ハイーラはマールがずっと自分の家にいることに、少し不満げだ。
…まぁ、元々そんな長い間泊めるつもりはなかっただろうから、そりゃ不満にもなる。
「なに〜?私の家にペルセ連れて帰ればいいの〜?」
「…ぜーーーーーったい、ダメ!!あんたのあの汚い家じゃ、この子まともに育てられないわよ!」
「そういうことだよ〜」
「理由になってないわよ…」
相変わらずな二人のやり取りに、少し笑ってしまう。実際、ハイーラの家での暮らしを知った後だと、マールの暮らしがまともでないことは、ペルセにも分かった。
ハイーラに叩き込まれたテーブルマナーを、ぎこちなく守りつつ、食事を口に運ぶ。もう、食事マナーで注意されることも大分減った。
「…そういえば二人ってさ、昔からの知り合いなんだよね?」
ふと、気になったことを口にしてみた。
ペルセの声に、先程まで言い合っていた二人がこちらを見てくる。
「…えぇ、そうよ?」
「生まれも一緒だね〜。私も、元々アスティアノ…この町で生まれてるんだ〜。今はベリアスに住んでるけどね〜」
二人は一瞬、顔を動かすことなく、視線だけを合わせたように見えた。目だけで通じ合ったのだろうか。

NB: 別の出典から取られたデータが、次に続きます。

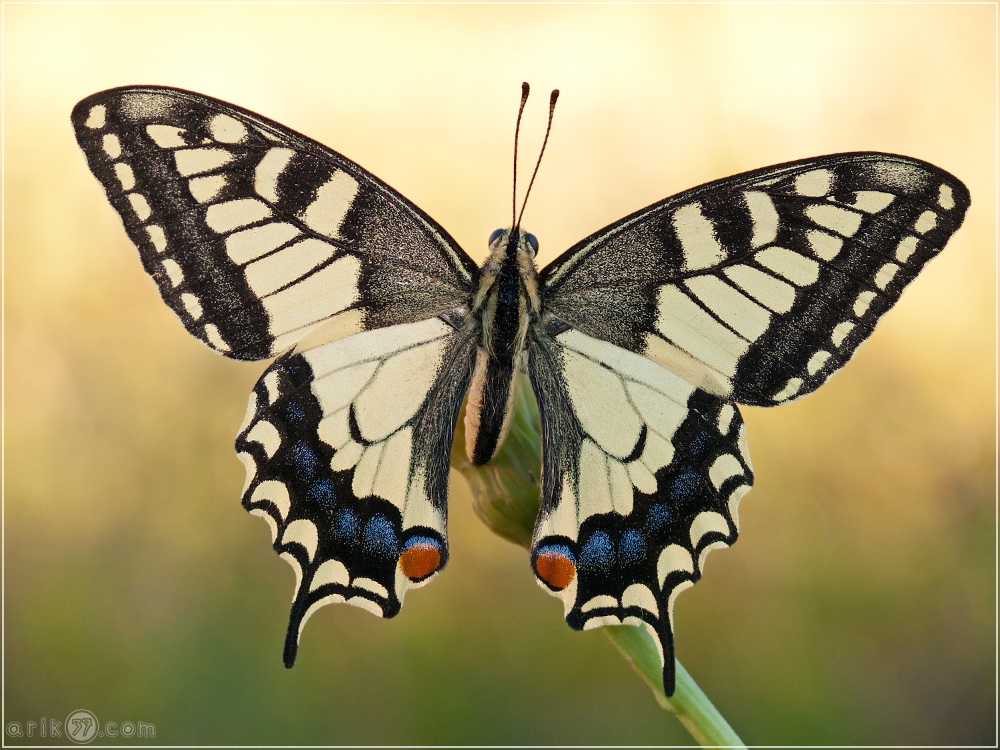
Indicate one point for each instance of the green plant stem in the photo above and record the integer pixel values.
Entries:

「じゃあ、何でマールさんだけ、その、ベリアスに…?」
「ん〜…まぁ、色々あってね〜…」
追加で質問を投げてみると、マールは明らかに困ったような表情で、少し視線を泳がせた。ハイーラも、何も言わずに目を伏せている。
「…あ、それで思い出したんだけど〜」
マールは何か閃いたように、手を自分の胸の前でパンと叩き、ペルセに視線を向けた。
隣に座るハイーラは、露骨にホッとしたように息を吐いている。
「ペルセさ〜、ベリアス…あの、私の住んでる町で、何やってたの〜?」
「え…?」
逆に、質問し返されるとは思ってなかった。思わず、間の抜けた声を出してしまう。
なぜ、そんなことを聞くのだろう。
「…何って…?」
「ん〜…君と私が会う直前にさ、急激が乱れがあったんだけど〜。その時、君は何してたの〜?ってこと〜」
マールと出会う前…。記憶を必死に探るが、いまいち何をしてたかは思い出せない。日数が経ってしまったからなのか、かなり朧気だ。
思い出せるとするならーーー感情だ。
「…何か、店の奥に連れて行かれて、すごく怖いー!ってなったのは、覚えてる…」
「怖い?」
「うん…どこか、嫌なところに連れて行かれそうになってたような…。それで、気付いたら、店の壁が壊れてて…」
「ふ〜ん」
マールは、視線も合わせず、話に興味があるのか微妙な態度だ。一方のハイーラはそんなマールと真逆で、何も言わずに、ただペルセを見つめていた。
「なるほどね〜。あの時感じた魔力乱れは、それか〜」
「…ねぇ、ペルセちゃん。追加で質問、良い?」
納得しているマールを尻目に、ハイーラは変わらずペルセを真っ直ぐ見ながら、口を開いた。
一体、何を聞かれるのか。思わず少し、身構えた。
「ダスノムでは、何かあったの?」
「何か…?」
質問の意味が分からない。
先程のマールの質問は、マールが感じたことに対するものだった。しかし、ハイーラはダスノムを見ていない。
ーーー一体、どういうことだろうか。
ハイーラは変わらず、ペルセをじっと見つめてくる。
「大きな出来事…何か、なかった?」
ハイーラにそう言われ、ダスノムでの日常を振り返る。
ダスノムではいつも、ゴミの中から使えそうなものを探し、オーレン含めた複数人で共有していた。汚かったし、食事も質が悪かったが、皆でワイワイするのは、楽しかった。
しかし、ある時にーーー。
「…………ッ!?」
明らかな、引っ掛かり。それが、ペルセの傷を大きく開いてしまった。